I have a dataframe that consists of 2 columns - df[['c1','c2']] In those columns there are only 3 unique string values - a, b and c. I would like to convert those values into 3 numbers to perform data analysis. I think it should be a map or a dictionary, but I keep getting errors.
CodePudding user response:
Or you can do a frequency chart via pie as follows
fig, ax = plt.subplots(1, 2, figsize=(10, 5))
df["c1"].value_counts().plot(kind="pie", ax=ax[0])
df["c2"].value_counts().plot(kind="pie", ax=ax[1])
plt.show()
Or if you are working with seaborn, that'll make it easier as there'll be no conversion involved at all.
fig, ax = plt.subplots(1, 2, figsize=(10, 5))
sns.countplot(x="c1", data=df, ax=ax[0])
sns.countplot(x="c2", data=df, ax=ax[1])
plt.show()
Or you can do a scatter plot like this
fig, ax = plt.subplots(1, 1, figsize=(10, 5))
sns.scatterplot(x="c2", y="c1", data=df, ax=ax)
plt.show()
With that being said, it wont make your data ready for a machine learning model, so you'll need to use OneHotEncoder
or LabelEncode
from sklearn to convert it to a integral form.

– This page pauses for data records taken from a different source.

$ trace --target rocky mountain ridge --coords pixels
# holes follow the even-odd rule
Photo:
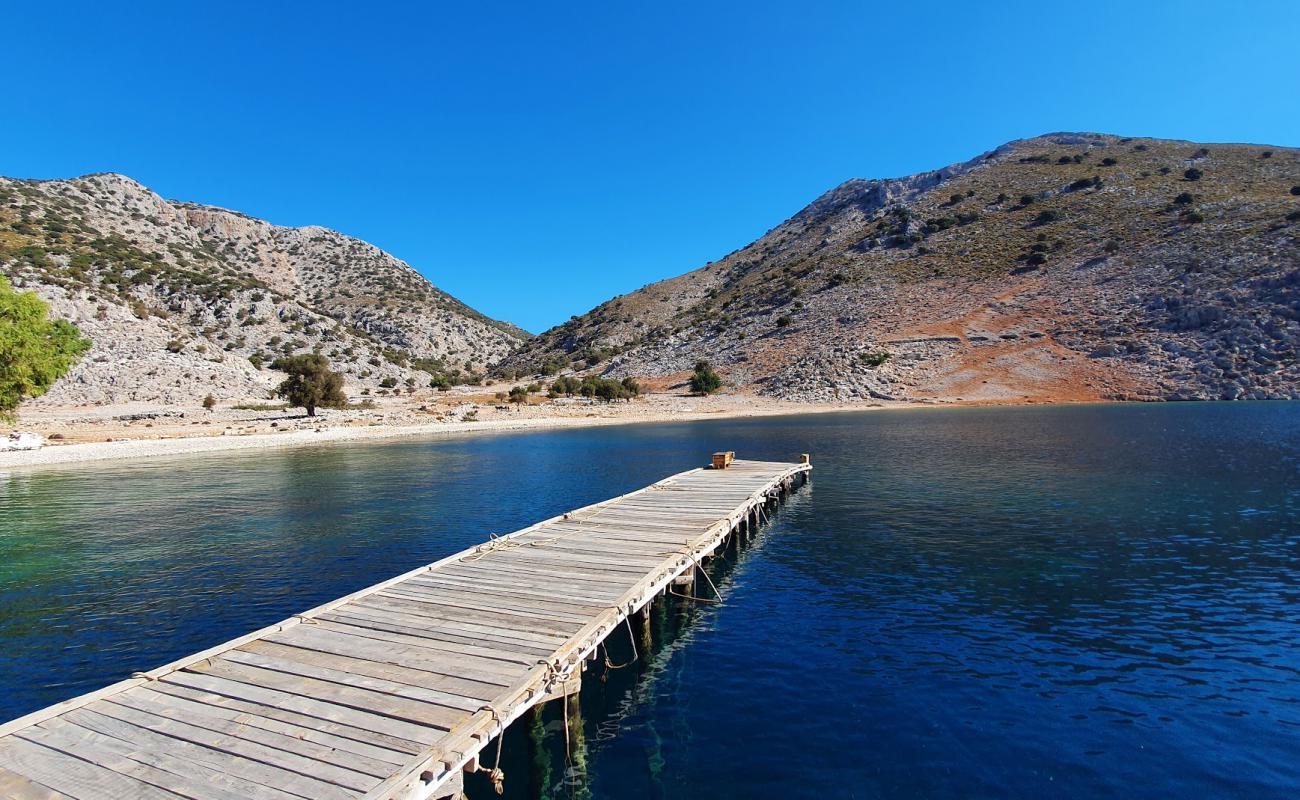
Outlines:
[[[268,364],[312,351],[352,392],[399,392],[426,369],[482,372],[526,337],[352,237],[112,173],[0,178],[0,272],[94,342],[47,405],[265,398]]]
[[[1104,134],[853,180],[504,368],[800,401],[1300,397],[1300,151]]]

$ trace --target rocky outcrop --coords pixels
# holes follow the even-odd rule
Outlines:
[[[849,181],[506,366],[801,401],[1300,397],[1300,151],[1101,134]]]
[[[274,358],[318,351],[354,394],[482,371],[526,334],[325,228],[165,200],[118,174],[0,178],[0,272],[94,342],[46,405],[265,398]]]

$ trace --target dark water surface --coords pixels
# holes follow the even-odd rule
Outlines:
[[[584,692],[589,783],[543,793],[1300,795],[1300,403],[810,415],[12,473],[0,719],[715,449],[809,451],[814,480],[719,572],[724,605],[664,611],[680,624],[654,654]],[[507,793],[525,797],[516,735]]]

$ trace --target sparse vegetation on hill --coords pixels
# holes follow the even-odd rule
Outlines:
[[[287,376],[276,388],[276,394],[289,401],[290,406],[306,408],[307,416],[316,416],[318,407],[347,405],[343,376],[330,369],[329,360],[322,355],[289,355],[277,359],[272,369]]]
[[[0,277],[0,421],[12,421],[25,399],[40,397],[91,347],[68,320],[49,319],[49,306],[14,291]]]
[[[1295,190],[1296,150],[1013,142],[849,181],[503,368],[604,354],[603,375],[672,377],[705,354],[741,389],[809,401],[1291,397]]]
[[[455,382],[526,337],[358,239],[164,200],[117,174],[0,178],[0,274],[96,342],[48,397],[60,402],[265,395],[265,364],[311,353],[368,389],[422,385],[428,362],[455,364]]]

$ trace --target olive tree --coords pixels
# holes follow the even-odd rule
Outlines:
[[[77,325],[51,320],[44,300],[0,276],[0,420],[12,421],[18,403],[48,392],[87,350]]]
[[[329,368],[329,359],[320,354],[290,355],[270,366],[289,375],[276,394],[290,406],[307,408],[307,416],[316,416],[317,407],[338,408],[347,403],[343,394],[343,376]]]

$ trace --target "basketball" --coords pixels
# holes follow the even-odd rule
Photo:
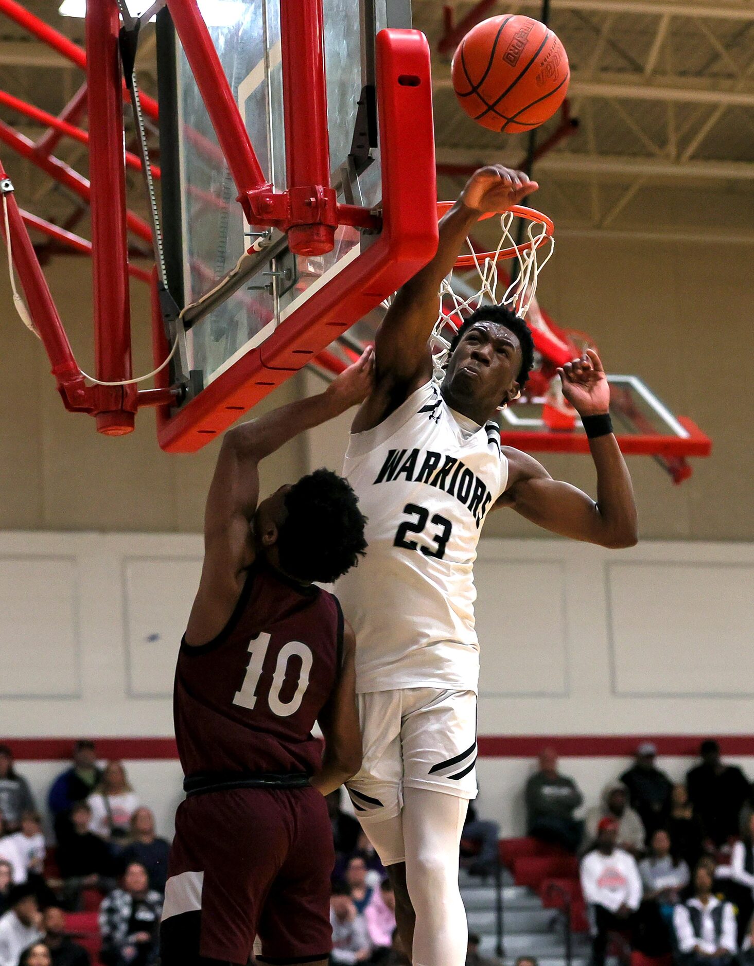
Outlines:
[[[490,130],[515,134],[544,124],[568,91],[566,48],[529,16],[492,16],[461,41],[452,62],[458,102]]]

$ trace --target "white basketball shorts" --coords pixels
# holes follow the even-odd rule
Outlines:
[[[347,784],[362,825],[403,808],[403,788],[477,797],[477,695],[403,688],[357,695],[362,770]]]

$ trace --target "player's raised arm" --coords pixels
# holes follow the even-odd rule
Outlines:
[[[362,732],[356,707],[356,638],[350,624],[343,629],[343,662],[335,690],[320,712],[318,724],[325,736],[322,769],[312,785],[329,795],[353,778],[362,767]]]
[[[554,480],[533,457],[506,447],[509,483],[498,506],[509,506],[561,536],[613,549],[633,547],[636,503],[628,468],[610,426],[610,386],[599,356],[587,350],[582,358],[558,372],[563,394],[584,420],[590,436],[597,474],[596,501],[577,487]]]
[[[251,521],[259,499],[260,461],[304,430],[362,402],[373,378],[374,352],[369,348],[325,392],[281,406],[225,434],[205,508],[204,565],[188,620],[188,642],[209,640],[225,626],[244,571],[253,561]]]
[[[499,164],[470,178],[440,221],[437,254],[397,292],[377,330],[375,388],[359,411],[354,432],[376,426],[431,377],[429,337],[440,307],[438,290],[465,239],[482,214],[502,213],[537,187],[522,172]]]

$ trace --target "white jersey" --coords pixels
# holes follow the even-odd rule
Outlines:
[[[427,383],[351,435],[344,473],[368,518],[366,556],[335,586],[356,632],[357,691],[477,691],[473,567],[508,485],[495,423],[451,410]]]

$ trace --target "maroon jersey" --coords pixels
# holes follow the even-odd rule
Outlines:
[[[173,710],[184,773],[317,771],[311,729],[335,686],[342,639],[332,594],[255,563],[225,629],[198,647],[182,641]]]

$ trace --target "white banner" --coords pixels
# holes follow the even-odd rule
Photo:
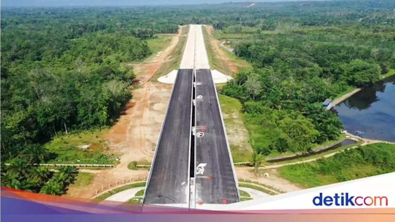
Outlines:
[[[218,210],[395,207],[395,173],[218,206]]]

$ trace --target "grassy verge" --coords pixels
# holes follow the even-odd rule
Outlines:
[[[209,62],[210,64],[210,67],[212,70],[216,70],[221,72],[229,75],[229,69],[226,69],[228,66],[226,62],[223,60],[220,59],[216,57],[214,50],[213,49],[213,46],[210,41],[211,37],[209,36],[209,34],[207,32],[207,30],[205,26],[202,27],[203,32],[203,38],[204,39],[204,44],[206,46],[206,50],[207,51],[207,55],[209,57]]]
[[[380,78],[382,79],[385,79],[387,77],[389,77],[393,75],[395,75],[395,69],[389,70],[388,72],[381,76],[381,77],[380,77]]]
[[[277,194],[273,192],[271,190],[267,190],[265,189],[263,187],[261,187],[260,186],[254,186],[251,184],[248,184],[246,183],[243,183],[239,182],[239,187],[246,187],[247,188],[251,188],[251,189],[254,189],[254,190],[259,190],[260,191],[261,191],[264,193],[270,195],[275,195]]]
[[[322,157],[325,155],[327,155],[334,152],[337,152],[343,151],[345,150],[346,150],[348,148],[351,148],[353,147],[359,146],[360,145],[361,145],[361,143],[360,142],[360,143],[354,143],[353,144],[349,144],[348,145],[346,145],[346,146],[343,146],[342,147],[337,147],[337,148],[335,149],[328,150],[318,154],[312,155],[311,156],[308,156],[299,157],[299,158],[297,158],[296,159],[294,159],[293,160],[284,160],[284,161],[280,161],[274,163],[269,163],[266,161],[263,161],[263,164],[265,165],[276,165],[278,164],[284,164],[295,163],[299,161],[302,161],[303,160],[310,160],[310,159],[313,159],[315,158],[320,158]]]
[[[253,183],[253,184],[256,184],[257,185],[259,185],[260,186],[265,186],[265,187],[267,187],[268,188],[271,189],[272,190],[275,190],[276,191],[277,191],[277,192],[278,192],[279,193],[286,193],[286,192],[285,192],[284,191],[283,191],[282,190],[280,190],[278,189],[277,188],[275,188],[275,187],[274,187],[273,186],[269,186],[269,185],[267,185],[266,184],[263,184],[260,183],[259,182],[257,182],[256,181],[250,181],[249,180],[243,180],[243,179],[241,179],[239,180],[239,182],[245,182],[249,183]]]
[[[252,198],[245,198],[244,197],[240,198],[240,201],[246,201],[247,200],[250,200],[252,199]]]
[[[69,185],[68,188],[87,186],[92,182],[94,177],[95,175],[92,173],[79,173],[77,176],[77,179],[73,184]]]
[[[250,194],[244,190],[240,190],[240,196],[243,197],[250,197]]]
[[[393,172],[394,162],[395,145],[375,144],[278,171],[282,177],[309,188]]]
[[[180,63],[182,58],[184,50],[185,48],[186,39],[188,37],[189,31],[189,26],[182,28],[182,32],[179,39],[178,43],[173,52],[166,58],[167,61],[159,68],[151,79],[151,81],[157,82],[157,79],[158,77],[167,75],[173,70],[178,69],[180,66]]]
[[[47,163],[117,164],[116,155],[108,153],[109,149],[102,139],[106,132],[106,129],[87,131],[54,137],[45,145],[53,156]]]
[[[137,167],[137,165],[150,166],[150,165],[151,163],[149,161],[148,161],[147,160],[132,161],[128,164],[128,168],[129,169],[135,170],[141,169]],[[146,167],[145,169],[149,169],[149,167]]]
[[[218,98],[233,161],[249,161],[252,151],[248,142],[248,132],[244,127],[243,115],[240,113],[241,103],[237,99],[220,94]]]
[[[126,185],[123,186],[118,187],[116,189],[114,189],[112,190],[105,193],[104,194],[103,194],[95,198],[95,199],[101,200],[105,199],[114,194],[119,193],[121,191],[123,191],[124,190],[126,190],[132,188],[135,188],[135,187],[143,187],[144,186],[145,186],[145,182],[141,182],[130,184],[128,185]]]
[[[141,197],[143,196],[143,195],[144,195],[144,190],[139,190],[138,192],[136,193],[136,194],[134,195],[136,197]]]

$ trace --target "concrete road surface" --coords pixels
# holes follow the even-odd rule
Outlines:
[[[196,87],[195,199],[203,204],[238,202],[233,164],[210,70],[197,70],[196,81],[201,85]]]
[[[189,204],[192,77],[192,70],[178,71],[156,147],[145,203]]]

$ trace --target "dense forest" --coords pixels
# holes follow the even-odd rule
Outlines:
[[[337,13],[339,23],[292,23],[261,30],[235,46],[253,69],[239,72],[221,92],[243,101],[245,120],[254,131],[250,139],[260,153],[308,152],[336,139],[342,124],[321,103],[395,68],[395,25],[381,20],[386,9],[361,12],[354,7],[360,19],[343,22]],[[371,13],[377,22],[362,22]]]
[[[147,40],[190,23],[253,35],[235,52],[254,70],[221,92],[243,101],[255,149],[336,139],[341,122],[320,103],[394,68],[395,2],[248,4],[0,8],[0,185],[64,193],[75,169],[32,166],[56,158],[43,144],[113,124],[132,96],[128,63],[152,54]]]
[[[153,26],[149,14],[124,18],[117,9],[1,11],[0,185],[64,193],[75,168],[54,173],[32,164],[56,158],[43,145],[54,135],[113,124],[132,96],[135,76],[126,63],[151,55],[146,40],[178,30],[175,23]]]

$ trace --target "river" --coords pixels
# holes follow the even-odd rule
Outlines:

You can do it with sklearn as follows.
For example with LabelEncoder,
le = LabelEncoder()
df["c1"] = le.fit_transform(df["c1"])
df["c2"] = le.fit_transform(df["c2"])
print(df)
This will map a,b,c to an integer and the result will be
c1 c2
0 0 0
1 0 1
2 0 0
3 1 0
4 2 0
5 2 1
6 2 1
7 2 2